They abandoned nearly every principle the Plangeres instilled in their editors, to deliver fair, balanced and engaging community news.   Instead, they focused, like their liberal peers, on divisive news, clickbaiting and ridiculously agenda driven “watchdog” reporting that usually targets police, school officials, religious communities, Republicans, conservatives and pretty much anyone who they don’t like or agree with.

They apparently have put too many of their eggs in the public notice basket, a disservice to the  dedicated, hard working reporters who stuck around and continued to pound the pavement looking for great stories in the community every day, now being pushed to drive clicks instead of uncovering exciting and engaging news stories.   They systematically executed their aging and experienced veterans with inexperienced snowflakes who seemingly operate without any supervision at all.

To blame the governor for their failure, twenty years after they dropped the ball is not only a disservice to their employees, but a disservice to their readers.
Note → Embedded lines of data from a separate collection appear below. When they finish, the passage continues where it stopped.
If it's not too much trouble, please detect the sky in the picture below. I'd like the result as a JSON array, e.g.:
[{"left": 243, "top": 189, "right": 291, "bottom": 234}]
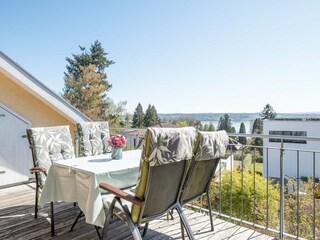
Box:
[{"left": 0, "top": 0, "right": 320, "bottom": 113}]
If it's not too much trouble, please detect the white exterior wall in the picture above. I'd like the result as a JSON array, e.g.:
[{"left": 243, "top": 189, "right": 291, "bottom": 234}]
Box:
[{"left": 263, "top": 120, "right": 320, "bottom": 178}]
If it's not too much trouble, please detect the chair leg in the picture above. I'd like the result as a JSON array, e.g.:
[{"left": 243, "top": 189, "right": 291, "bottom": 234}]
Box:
[
  {"left": 102, "top": 198, "right": 116, "bottom": 240},
  {"left": 180, "top": 221, "right": 185, "bottom": 240},
  {"left": 50, "top": 202, "right": 55, "bottom": 237},
  {"left": 102, "top": 197, "right": 142, "bottom": 240},
  {"left": 176, "top": 204, "right": 195, "bottom": 240},
  {"left": 169, "top": 209, "right": 174, "bottom": 220},
  {"left": 207, "top": 190, "right": 214, "bottom": 232},
  {"left": 70, "top": 210, "right": 83, "bottom": 232},
  {"left": 94, "top": 225, "right": 102, "bottom": 240},
  {"left": 34, "top": 183, "right": 39, "bottom": 219},
  {"left": 142, "top": 223, "right": 149, "bottom": 237}
]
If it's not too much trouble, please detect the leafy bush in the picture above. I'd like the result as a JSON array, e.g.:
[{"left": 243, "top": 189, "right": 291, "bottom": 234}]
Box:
[
  {"left": 285, "top": 178, "right": 320, "bottom": 239},
  {"left": 212, "top": 171, "right": 279, "bottom": 227}
]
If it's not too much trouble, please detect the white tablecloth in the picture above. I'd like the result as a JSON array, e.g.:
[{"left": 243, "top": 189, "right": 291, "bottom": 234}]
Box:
[{"left": 39, "top": 150, "right": 141, "bottom": 227}]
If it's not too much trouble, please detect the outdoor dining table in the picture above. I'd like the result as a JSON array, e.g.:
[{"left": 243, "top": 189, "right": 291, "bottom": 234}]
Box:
[{"left": 39, "top": 150, "right": 141, "bottom": 227}]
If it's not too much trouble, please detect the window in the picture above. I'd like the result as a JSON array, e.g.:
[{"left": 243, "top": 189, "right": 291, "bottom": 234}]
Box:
[{"left": 269, "top": 130, "right": 307, "bottom": 144}]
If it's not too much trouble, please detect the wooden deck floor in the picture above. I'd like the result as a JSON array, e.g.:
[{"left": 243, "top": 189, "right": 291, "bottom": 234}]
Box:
[{"left": 0, "top": 184, "right": 273, "bottom": 240}]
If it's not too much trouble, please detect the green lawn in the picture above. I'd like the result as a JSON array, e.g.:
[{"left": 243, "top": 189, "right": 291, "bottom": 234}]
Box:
[{"left": 250, "top": 162, "right": 263, "bottom": 174}]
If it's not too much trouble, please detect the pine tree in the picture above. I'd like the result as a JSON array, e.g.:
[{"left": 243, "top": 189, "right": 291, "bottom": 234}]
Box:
[
  {"left": 218, "top": 113, "right": 235, "bottom": 133},
  {"left": 64, "top": 65, "right": 106, "bottom": 120},
  {"left": 144, "top": 104, "right": 160, "bottom": 127},
  {"left": 252, "top": 118, "right": 263, "bottom": 134},
  {"left": 238, "top": 122, "right": 247, "bottom": 145},
  {"left": 62, "top": 41, "right": 114, "bottom": 120},
  {"left": 208, "top": 122, "right": 216, "bottom": 132},
  {"left": 260, "top": 103, "right": 277, "bottom": 120},
  {"left": 131, "top": 103, "right": 144, "bottom": 128}
]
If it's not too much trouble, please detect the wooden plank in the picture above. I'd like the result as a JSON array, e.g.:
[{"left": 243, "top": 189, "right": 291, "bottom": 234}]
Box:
[{"left": 0, "top": 184, "right": 272, "bottom": 240}]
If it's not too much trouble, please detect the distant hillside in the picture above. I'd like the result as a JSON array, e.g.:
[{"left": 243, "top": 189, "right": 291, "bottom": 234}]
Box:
[{"left": 158, "top": 113, "right": 320, "bottom": 121}]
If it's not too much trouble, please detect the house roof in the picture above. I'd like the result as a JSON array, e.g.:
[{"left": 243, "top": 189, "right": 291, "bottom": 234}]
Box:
[
  {"left": 152, "top": 123, "right": 179, "bottom": 128},
  {"left": 123, "top": 129, "right": 146, "bottom": 136},
  {"left": 0, "top": 51, "right": 91, "bottom": 122}
]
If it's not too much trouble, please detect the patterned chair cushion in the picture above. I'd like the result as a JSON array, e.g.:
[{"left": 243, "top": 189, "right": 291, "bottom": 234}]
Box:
[
  {"left": 77, "top": 122, "right": 110, "bottom": 156},
  {"left": 27, "top": 126, "right": 74, "bottom": 184},
  {"left": 131, "top": 127, "right": 197, "bottom": 223}
]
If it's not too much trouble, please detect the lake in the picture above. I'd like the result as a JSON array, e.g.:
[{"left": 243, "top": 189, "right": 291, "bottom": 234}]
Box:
[{"left": 201, "top": 120, "right": 254, "bottom": 134}]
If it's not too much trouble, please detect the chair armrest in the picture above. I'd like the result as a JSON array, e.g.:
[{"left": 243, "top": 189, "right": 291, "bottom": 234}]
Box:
[
  {"left": 99, "top": 183, "right": 143, "bottom": 206},
  {"left": 30, "top": 167, "right": 47, "bottom": 173}
]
To claim to be the government watchdog, yet moan and groan when the government wants to end their own double dipping is laughable at best.   They charge the taxpayer on one end to publish the notices and the reader on the other end to read the notices.   There is nothing free about that kind of free press.

To think this day wasn’t coming and never planning for it is their own fault.  Stop telling us we, as taxpayers should pay to read these public notices.  Stop telling us how you want to increase the rates to New Jersey businesses who are already having a tough time and lying about how only high powered engineers will be affected.   You know as well as we do that they will pass those costs down to the homeowners still trying to raise their homes and repair after Hurricane Sandy.  The ones who pay will be the family who saved to buy a new swimming pool, to put an addition on their home or maybe a handicapped accessible extension for an elderly family member who can no longer afford to live alone in New Jersey.

Their compromise of lowering municipal rates and increasing the applicant rates was nothing but a new business tax and an additional tax on the people of New Jersey.

Your double dipping of government funds needs to end immediately.   It’s 2016.  Not 1916.